Trump juga menegaskan kepada Netanyahu bahwa Israel akan tetap mendapat “dukungan penuh” dari Washington bila Hamas menolak usulan ini. “Ini Hamas yang berbeda. Kepemimpinan mereka telah terbunuh tiga kali. Jadi, kalian benar-benar berurusan dengan orang yang berbeda,” ucapnya.

Dalam momen yang sama, Netanyahu mencoba memperbaiki hubungan dengan Qatar. Ia menyampaikan penyesalan atas serangan rudal Israel pada 9 September yang menewaskan seorang prajurit Qatar dan sempat memicu kritik keras dari para pemimpin Arab serta AS.

Netanyahu langsung menghubungi Perdana Menteri Qatar, Sheikh Mohammed bin Abdulrahman Al Thani, saat pertemuannya dengan Trump.

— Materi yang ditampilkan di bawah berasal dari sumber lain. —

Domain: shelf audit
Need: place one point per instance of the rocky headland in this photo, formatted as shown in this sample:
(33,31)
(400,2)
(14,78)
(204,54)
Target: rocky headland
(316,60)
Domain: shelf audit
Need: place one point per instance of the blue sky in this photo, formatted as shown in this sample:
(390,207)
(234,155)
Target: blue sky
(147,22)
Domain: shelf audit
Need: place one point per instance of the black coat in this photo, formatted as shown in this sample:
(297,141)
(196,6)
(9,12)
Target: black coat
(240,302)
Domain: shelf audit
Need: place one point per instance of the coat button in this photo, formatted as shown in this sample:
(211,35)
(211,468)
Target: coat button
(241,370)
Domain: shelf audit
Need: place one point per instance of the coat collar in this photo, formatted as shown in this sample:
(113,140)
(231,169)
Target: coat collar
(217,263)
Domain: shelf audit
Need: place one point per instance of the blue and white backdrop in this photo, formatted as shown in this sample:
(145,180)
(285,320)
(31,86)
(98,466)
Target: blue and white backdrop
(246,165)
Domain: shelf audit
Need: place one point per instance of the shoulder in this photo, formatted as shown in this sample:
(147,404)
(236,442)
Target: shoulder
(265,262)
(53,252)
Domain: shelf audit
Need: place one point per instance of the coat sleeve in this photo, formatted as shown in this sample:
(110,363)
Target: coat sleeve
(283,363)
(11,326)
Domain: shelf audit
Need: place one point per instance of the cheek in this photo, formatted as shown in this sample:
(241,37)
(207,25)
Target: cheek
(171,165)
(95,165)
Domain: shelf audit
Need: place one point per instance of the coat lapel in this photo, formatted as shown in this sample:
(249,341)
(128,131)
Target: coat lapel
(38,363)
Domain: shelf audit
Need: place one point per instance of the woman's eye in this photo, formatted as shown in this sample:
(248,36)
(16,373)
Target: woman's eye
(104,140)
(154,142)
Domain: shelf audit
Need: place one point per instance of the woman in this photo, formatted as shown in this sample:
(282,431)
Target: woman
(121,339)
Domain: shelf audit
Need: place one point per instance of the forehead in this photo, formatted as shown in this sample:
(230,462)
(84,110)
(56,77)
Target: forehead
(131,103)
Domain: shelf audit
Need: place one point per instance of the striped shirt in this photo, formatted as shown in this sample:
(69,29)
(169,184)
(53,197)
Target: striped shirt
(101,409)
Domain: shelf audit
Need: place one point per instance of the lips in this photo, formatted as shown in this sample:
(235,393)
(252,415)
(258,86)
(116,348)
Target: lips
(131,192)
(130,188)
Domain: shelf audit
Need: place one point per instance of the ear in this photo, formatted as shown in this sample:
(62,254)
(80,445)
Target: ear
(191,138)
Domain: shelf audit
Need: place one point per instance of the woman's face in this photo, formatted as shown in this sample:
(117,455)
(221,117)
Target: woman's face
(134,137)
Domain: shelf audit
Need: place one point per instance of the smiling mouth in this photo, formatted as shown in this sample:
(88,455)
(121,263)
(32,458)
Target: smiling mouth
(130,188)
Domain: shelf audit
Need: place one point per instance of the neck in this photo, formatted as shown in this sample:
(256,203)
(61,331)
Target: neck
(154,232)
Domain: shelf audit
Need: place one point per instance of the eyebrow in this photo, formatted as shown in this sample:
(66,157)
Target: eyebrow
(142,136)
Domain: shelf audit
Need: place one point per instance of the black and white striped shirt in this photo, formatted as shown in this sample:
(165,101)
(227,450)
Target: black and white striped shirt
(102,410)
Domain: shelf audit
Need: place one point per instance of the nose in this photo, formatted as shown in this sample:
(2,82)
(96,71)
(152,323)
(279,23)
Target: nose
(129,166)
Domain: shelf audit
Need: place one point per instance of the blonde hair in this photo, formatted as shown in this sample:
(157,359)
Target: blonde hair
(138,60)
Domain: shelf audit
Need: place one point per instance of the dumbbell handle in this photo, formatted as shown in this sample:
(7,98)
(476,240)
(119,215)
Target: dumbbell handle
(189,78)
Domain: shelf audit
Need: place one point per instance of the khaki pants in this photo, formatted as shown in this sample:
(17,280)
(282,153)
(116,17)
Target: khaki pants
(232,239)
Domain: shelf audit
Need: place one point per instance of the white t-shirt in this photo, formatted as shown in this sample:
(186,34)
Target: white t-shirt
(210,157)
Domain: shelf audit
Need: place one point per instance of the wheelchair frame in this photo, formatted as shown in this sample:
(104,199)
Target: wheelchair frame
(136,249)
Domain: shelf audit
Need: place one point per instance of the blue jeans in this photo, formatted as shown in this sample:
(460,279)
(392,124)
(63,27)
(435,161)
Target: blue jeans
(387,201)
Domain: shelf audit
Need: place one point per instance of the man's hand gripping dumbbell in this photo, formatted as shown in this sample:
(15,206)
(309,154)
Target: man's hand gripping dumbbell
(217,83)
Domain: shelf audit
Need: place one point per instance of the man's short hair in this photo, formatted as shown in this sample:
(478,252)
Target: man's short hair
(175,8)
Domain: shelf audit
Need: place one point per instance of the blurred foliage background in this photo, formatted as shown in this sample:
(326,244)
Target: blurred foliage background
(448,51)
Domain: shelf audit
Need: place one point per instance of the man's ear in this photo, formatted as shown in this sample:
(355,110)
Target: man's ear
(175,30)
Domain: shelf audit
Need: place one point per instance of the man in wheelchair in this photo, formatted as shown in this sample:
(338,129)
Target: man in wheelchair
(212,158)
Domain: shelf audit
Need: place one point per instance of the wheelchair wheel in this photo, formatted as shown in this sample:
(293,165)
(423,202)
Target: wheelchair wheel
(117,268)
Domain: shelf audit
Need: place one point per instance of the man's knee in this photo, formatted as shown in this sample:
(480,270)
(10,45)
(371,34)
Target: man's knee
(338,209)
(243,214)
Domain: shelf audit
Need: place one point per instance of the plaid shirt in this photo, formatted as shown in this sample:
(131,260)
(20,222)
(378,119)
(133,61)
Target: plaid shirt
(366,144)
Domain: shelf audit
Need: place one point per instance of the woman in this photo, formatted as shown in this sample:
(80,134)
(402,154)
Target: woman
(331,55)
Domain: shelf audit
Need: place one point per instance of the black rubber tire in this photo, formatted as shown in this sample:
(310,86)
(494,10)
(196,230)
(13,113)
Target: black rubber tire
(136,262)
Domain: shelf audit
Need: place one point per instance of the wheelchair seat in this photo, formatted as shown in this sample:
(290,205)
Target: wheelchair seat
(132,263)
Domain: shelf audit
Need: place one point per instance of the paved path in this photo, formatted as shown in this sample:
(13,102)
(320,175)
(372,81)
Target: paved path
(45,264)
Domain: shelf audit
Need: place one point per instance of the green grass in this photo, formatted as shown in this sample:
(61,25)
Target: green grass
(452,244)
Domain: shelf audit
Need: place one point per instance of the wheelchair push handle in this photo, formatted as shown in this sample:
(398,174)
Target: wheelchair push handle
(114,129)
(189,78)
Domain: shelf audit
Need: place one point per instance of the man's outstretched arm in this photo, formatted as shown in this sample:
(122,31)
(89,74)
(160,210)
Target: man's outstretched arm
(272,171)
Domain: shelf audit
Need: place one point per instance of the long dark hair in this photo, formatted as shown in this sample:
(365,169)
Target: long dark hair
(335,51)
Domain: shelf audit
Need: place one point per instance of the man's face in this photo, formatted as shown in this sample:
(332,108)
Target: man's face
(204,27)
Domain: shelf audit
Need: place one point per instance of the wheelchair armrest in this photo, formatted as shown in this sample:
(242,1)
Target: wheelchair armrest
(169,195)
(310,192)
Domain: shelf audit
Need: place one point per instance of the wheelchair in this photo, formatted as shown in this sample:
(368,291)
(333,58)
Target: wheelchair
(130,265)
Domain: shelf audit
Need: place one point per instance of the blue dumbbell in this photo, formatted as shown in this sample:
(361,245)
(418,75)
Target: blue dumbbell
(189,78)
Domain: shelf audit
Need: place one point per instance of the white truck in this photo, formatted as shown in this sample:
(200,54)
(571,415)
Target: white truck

“Sebagai langkah awal, Perdana Menteri Netanyahu menyampaikan penyesalannya yang mendalam atas tewasnya seorang prajurit Qatar akibat serangan rudal Israel terhadap target-target Hamas di Qatar.
Beliau juga menyatakan penyesalannya bahwa, dengan menargetkan pimpinan Hamas selama negosiasi penyanderaan, Israel telah melanggar kedaulatan Qatar dan menegaskan bahwa Israel tidak akan melakukan serangan serupa lagi di masa mendatang,” demikian pernyataan Gedung Putih. Senin, (29/09/2025).

Gedung Putih juga menyebut Sheikh Mohammed menyambut baik jaminan Netanyahu dan menekankan kesiapan Qatar untuk terus berkontribusi bagi stabilitas regional.

Namun, kritik muncul dari dalam negeri Israel. Menteri Keamanan Nasional sayap kanan, Itamar Ben-Gvir, justru menyebut operasi tersebut sebagai “serangan yang penting, adil, dan etis.” Ia menegaskan, “Sangat baik hal itu terjadi.”

Situasi politik menambah kerumitan. Netanyahu harus menghadapi tekanan koalisi sayap kanan yang selama ini bersikeras agar Hamas ditekan hingga benar-benar hilang. Di sisi lain, Israel kian terisolasi secara internasional.

Rencana Trump juga menyebut bahwa anggota Hamas yang bersedia menonaktifkan senjata dan hidup berdampingan secara damai akan diberikan amnesti. Sementara itu, mereka yang memilih meninggalkan Gaza akan difasilitasi jalur aman ke negara penerima.